To the Editor: On November 13, 2015, marauding gunmen and suicide bombers attacked the multicultural central district of Paris and its northern suburb St Denis, killing 130 people. The question arises whether, as often proclaimed in popular media, such an event has a potential to exert long-term psychological impact on the larger population.1 We suggest that a mental health influence of terror on the population at large would emerge through changes in people’s perceptions of a just versus unjust world, mortality salience, and concomitant sense of safety. The influence of these constructs on psychological distress and posttraumatic stress disorder (PTSD) symptoms following terror attacks are not often examined in the psychiatric literature.

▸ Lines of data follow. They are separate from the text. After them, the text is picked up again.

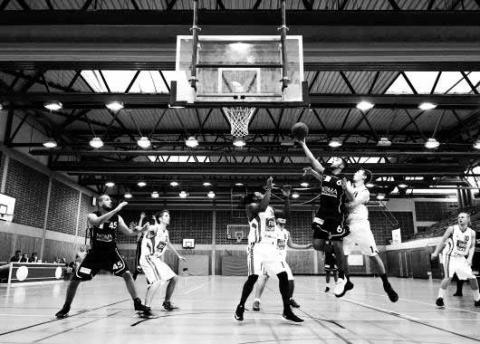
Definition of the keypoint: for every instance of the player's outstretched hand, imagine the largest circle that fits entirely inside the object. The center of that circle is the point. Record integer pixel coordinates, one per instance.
(121, 206)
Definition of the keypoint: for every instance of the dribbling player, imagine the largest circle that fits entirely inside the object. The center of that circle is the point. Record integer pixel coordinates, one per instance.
(329, 221)
(361, 236)
(459, 258)
(154, 245)
(104, 254)
(262, 250)
(284, 239)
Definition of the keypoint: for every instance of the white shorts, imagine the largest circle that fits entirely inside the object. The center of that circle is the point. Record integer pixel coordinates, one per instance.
(457, 265)
(155, 269)
(360, 239)
(264, 258)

Method. Four weeks after the November 2015 mass attacks (week of December 13, 2015), 2,612 participants were sent a web link to the survey; 1,878 of them passed a validation question and subsequently participated fully in the study (response rate = 72%). The sample was drawn from an existing panel using random stratified sampling methods and included respondents from across France, using weights for key demographic elements (age, gender) that were compared with French census information to create a reliable approximation of a representative sample (mean age = 41.1 years [SD = 10.8]; 54% women [n = 1,005]; 35.6% with a marital status of single [n = 668]). This online panel was used previously, after the Charlie Hebdo terror attack in Paris.2,3 The study was approved by the institutional review boards at Ariel University (Ariel, Israel) and Warwick University (Warwick, United Kingdom).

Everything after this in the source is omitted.